Near as I can figure you've been hitting the bottle at 2 in the afternoon. I try to wait until 5 most days.\\/

FYI 2 of my 3 kids are over !8 and both thanked me during private moments for the way I brought them up. The third is only 9 years old so we will have to wait and see his thoughts. Hopefully I might make it until he is 18.

Speaking of rocks, after reading your post, I'm guessing someone hit you on the head with one.


----------



## Lee H Sternberg (Jan 27, 2008)

maggie fraser said:


> Ok Ok, what's this all about, it's not sounding very poetic you know ! Would you like to try again ??


It might take a while for him to clear out the fog!:???:#-o


----------



## Randy Allen (Apr 18, 2008)

Try again? 

If my words did glow like the gold of sunshine....
and my tune were played on the harp unstrung........
would you hear my voice come through the music?......

Would you hold it close? As if your own?

The original here: http://www.youtube.com/watch?v=lVdTQ3OPtGY



As for me, I've said my piece to lee whatever his name is. 
I know what he stands for.
Randy


----------



## Randy Allen (Apr 18, 2008)

Well well, look who came out from under his rock but lee whatever his name is.

Go ahead heave your big chest out. Show us how big you are. 
What's your vice Mr. big?
You missed on your first try with mine.


----------



## Lee H Sternberg (Jan 27, 2008)

Randy Allen said:


> Try again?
> 
> If my words did glow like the gold of sunshine....
> and my tune were played on the harp unstrung........
> ...


Now I get it. You're upset over the size of your "piece".#-o


----------



## Randy Allen (Apr 18, 2008)

Poor lee, piece envy is a terrible thing.
Most grow out of that though.
What happened lee? Mamma didn't tell you what a big boy you were?


----------



## Doug Zaga (Mar 28, 2010)

Randy Allen said:


> Poor lee, piece envy is a terrible thing.
> Most grow out of that though.
> What happened lee? Mamma didn't tell you what a big boy you were?


Dude grow up and stop picking on the old guys...sorry Lee!


----------



## Randy Allen (Apr 18, 2008)

Doug,
If he's so old, then it's about time he grows up.


----------



## Connie Sutherland (Mar 27, 2006)

I have a strong feeling that there's an identification error happening here.

I will be happy to close this and/or edit posts if that's the case.


----------



## Skip Morgart (Dec 19, 2008)

The shortest poem ever:

Title: Fleas

Adam had 'em.


----------



## Doug Zaga (Mar 28, 2010)

Connie Sutherland said:


> I have a strong feeling that there's an identification error happening here.

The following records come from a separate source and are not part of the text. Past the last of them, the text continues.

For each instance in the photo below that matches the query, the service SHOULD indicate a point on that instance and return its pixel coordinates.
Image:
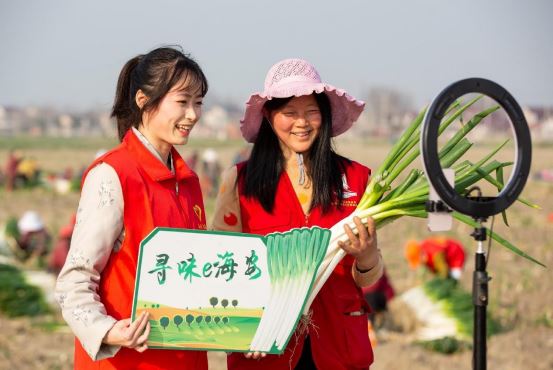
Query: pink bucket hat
(297, 77)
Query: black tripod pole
(480, 300)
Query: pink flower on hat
(297, 77)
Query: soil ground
(520, 291)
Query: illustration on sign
(226, 291)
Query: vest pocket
(264, 223)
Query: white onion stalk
(293, 258)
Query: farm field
(520, 291)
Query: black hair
(260, 175)
(155, 73)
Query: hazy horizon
(68, 55)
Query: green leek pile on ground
(392, 193)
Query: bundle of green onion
(293, 258)
(385, 200)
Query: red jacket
(338, 341)
(151, 199)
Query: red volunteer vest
(153, 197)
(338, 341)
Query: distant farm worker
(141, 184)
(33, 239)
(61, 248)
(442, 256)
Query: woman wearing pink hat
(295, 179)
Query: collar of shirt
(153, 150)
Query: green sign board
(224, 291)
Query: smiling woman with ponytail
(141, 184)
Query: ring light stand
(479, 207)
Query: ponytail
(154, 74)
(125, 110)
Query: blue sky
(68, 54)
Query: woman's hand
(130, 334)
(362, 246)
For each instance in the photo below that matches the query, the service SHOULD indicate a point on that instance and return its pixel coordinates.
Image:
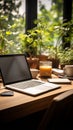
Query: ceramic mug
(68, 70)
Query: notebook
(16, 75)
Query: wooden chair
(59, 116)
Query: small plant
(66, 56)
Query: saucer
(65, 76)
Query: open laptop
(16, 75)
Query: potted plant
(66, 57)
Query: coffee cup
(68, 70)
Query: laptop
(16, 75)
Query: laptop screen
(14, 68)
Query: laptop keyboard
(26, 84)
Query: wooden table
(20, 105)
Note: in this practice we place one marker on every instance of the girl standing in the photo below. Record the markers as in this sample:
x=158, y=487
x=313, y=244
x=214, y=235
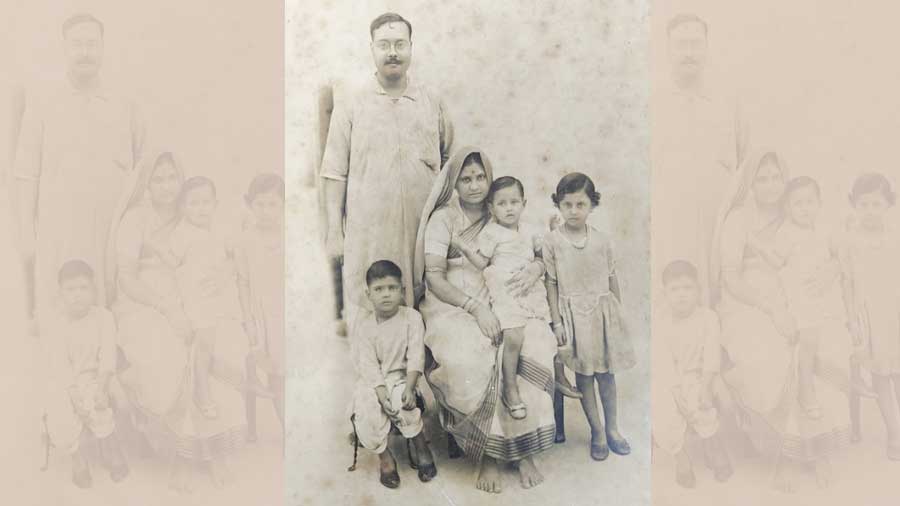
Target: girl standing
x=585, y=308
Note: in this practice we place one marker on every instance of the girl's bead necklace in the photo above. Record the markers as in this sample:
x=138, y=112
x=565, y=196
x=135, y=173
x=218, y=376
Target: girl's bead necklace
x=577, y=244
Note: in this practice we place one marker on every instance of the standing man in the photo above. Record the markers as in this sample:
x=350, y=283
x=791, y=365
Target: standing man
x=386, y=144
x=699, y=140
x=76, y=147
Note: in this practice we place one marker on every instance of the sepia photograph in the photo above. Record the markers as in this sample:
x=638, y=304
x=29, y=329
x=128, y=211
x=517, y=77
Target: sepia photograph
x=142, y=253
x=776, y=318
x=468, y=252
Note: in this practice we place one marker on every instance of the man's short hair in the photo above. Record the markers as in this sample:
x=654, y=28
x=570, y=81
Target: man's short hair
x=75, y=269
x=80, y=18
x=679, y=269
x=383, y=269
x=686, y=18
x=388, y=17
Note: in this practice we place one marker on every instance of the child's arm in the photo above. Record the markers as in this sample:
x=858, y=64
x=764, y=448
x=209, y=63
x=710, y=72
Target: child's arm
x=107, y=356
x=472, y=254
x=842, y=252
x=415, y=358
x=371, y=372
x=552, y=287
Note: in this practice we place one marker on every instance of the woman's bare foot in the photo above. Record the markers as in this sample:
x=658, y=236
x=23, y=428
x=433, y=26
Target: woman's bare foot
x=529, y=476
x=489, y=477
x=180, y=479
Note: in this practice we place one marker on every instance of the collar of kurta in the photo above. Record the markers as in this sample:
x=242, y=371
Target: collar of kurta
x=96, y=92
x=412, y=91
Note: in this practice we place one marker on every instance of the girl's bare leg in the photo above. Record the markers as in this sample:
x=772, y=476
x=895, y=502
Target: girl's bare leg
x=180, y=479
x=202, y=366
x=489, y=476
x=809, y=341
x=512, y=347
x=608, y=396
x=276, y=385
x=529, y=476
x=888, y=404
x=599, y=450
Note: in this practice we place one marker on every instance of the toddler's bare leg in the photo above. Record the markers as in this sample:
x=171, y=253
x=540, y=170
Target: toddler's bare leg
x=809, y=343
x=512, y=347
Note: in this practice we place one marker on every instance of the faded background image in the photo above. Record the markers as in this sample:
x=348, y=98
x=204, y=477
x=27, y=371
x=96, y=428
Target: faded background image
x=544, y=88
x=207, y=77
x=814, y=82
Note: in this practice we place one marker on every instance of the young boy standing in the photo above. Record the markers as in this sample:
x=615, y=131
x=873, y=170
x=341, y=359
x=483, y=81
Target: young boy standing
x=81, y=352
x=686, y=363
x=391, y=352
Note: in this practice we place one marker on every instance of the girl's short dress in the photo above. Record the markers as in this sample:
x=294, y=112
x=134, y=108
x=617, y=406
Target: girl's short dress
x=596, y=330
x=877, y=295
x=511, y=251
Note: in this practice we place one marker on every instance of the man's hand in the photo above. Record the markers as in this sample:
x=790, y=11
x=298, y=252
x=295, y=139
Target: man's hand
x=560, y=334
x=409, y=397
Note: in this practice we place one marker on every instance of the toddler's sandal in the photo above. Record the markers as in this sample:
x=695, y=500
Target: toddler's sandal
x=209, y=411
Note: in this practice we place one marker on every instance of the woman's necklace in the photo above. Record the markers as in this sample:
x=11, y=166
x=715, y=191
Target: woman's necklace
x=577, y=244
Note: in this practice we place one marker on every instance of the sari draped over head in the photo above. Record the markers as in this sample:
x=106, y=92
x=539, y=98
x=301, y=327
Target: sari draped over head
x=443, y=190
x=739, y=195
x=465, y=372
x=136, y=194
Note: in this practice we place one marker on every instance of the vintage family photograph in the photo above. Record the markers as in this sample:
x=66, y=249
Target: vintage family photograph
x=776, y=324
x=468, y=218
x=142, y=253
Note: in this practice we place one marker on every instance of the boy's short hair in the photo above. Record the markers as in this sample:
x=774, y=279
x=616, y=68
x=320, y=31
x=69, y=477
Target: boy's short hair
x=75, y=269
x=265, y=183
x=679, y=269
x=870, y=183
x=383, y=269
x=80, y=18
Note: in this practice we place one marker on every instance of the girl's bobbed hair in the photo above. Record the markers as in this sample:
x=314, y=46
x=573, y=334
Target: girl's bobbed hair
x=872, y=182
x=264, y=183
x=573, y=183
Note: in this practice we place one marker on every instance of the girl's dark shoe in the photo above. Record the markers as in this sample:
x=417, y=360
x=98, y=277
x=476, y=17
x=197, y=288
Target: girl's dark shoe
x=427, y=473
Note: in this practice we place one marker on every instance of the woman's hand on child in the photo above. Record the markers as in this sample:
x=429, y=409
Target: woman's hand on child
x=409, y=398
x=488, y=324
x=560, y=333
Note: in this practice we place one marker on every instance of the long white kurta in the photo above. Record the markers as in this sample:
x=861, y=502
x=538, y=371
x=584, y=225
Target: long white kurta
x=79, y=147
x=389, y=151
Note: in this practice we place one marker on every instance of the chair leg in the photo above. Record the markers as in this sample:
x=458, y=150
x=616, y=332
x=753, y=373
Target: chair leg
x=855, y=425
x=559, y=417
x=250, y=400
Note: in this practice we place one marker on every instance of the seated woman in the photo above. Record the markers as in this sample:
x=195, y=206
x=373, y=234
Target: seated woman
x=155, y=334
x=758, y=331
x=461, y=329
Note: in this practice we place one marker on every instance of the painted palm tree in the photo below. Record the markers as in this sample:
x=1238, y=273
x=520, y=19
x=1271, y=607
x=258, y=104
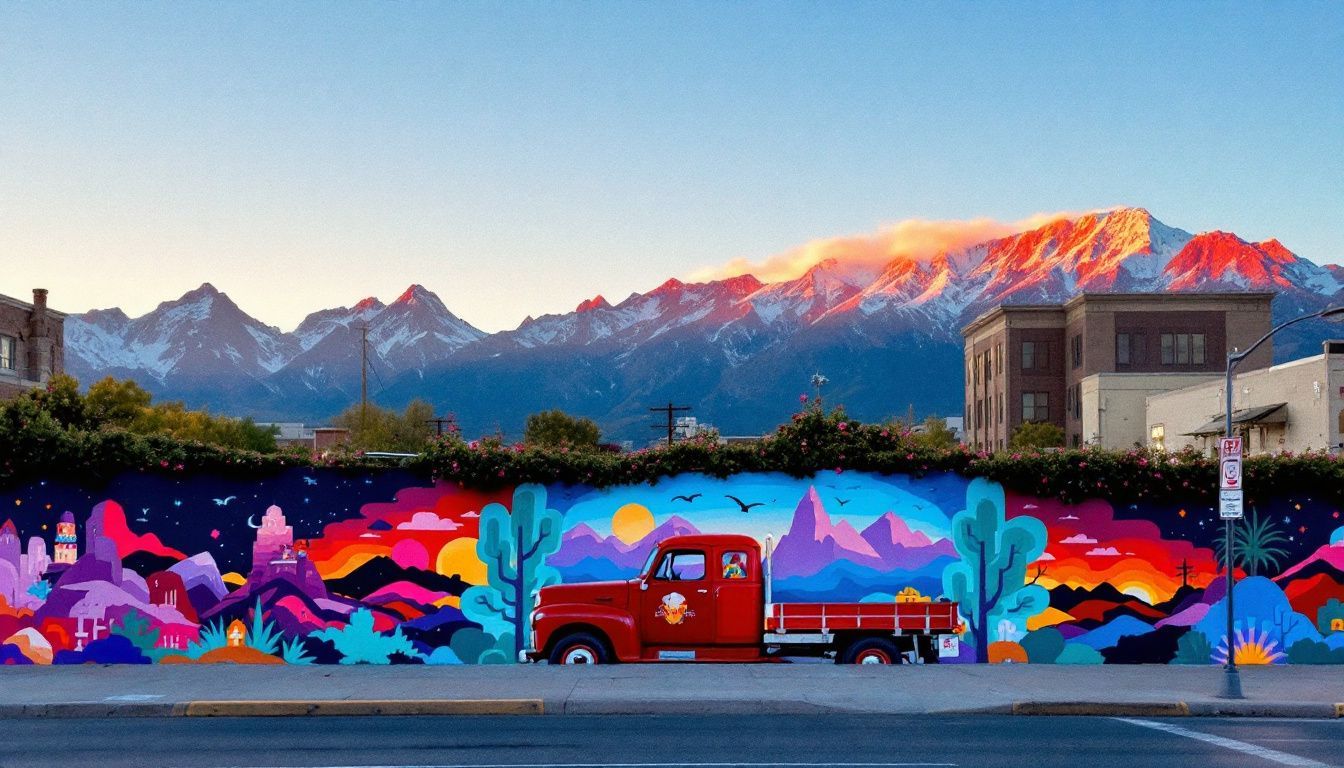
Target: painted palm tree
x=1254, y=544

You have a way about you Connie :-k


----------



## Lee H Sternberg (Jan 27, 2008)

Connie Sutherland said:


> I have a strong feeling that there's an identification error happening here.
> 
> I will be happy to close this and/or edit posts if that's the case.


I told you the natives were restless. We just didn't guess how restless!:-D

I've been dieing to open fire on the clown but then you will lock it up for sure.


----------



## Connie Sutherland (Mar 27, 2006)

Lee H Sternberg said:


> I told you the natives were restless. We just didn't guess how restless!:-D
> 
> I've been dieing to open fire on the clown but then you will lock it up for sure.



Having this very strong feeling that an error has happened, yes, I will close it. Thanks.


----------



## Connie Sutherland (Mar 27, 2006)

Skip Morgart said:


> The shortest poem ever:
> 
> Title: Fleas
> 
> Adam had 'em.



Ah. A poem to close with. :lol: 8)


----------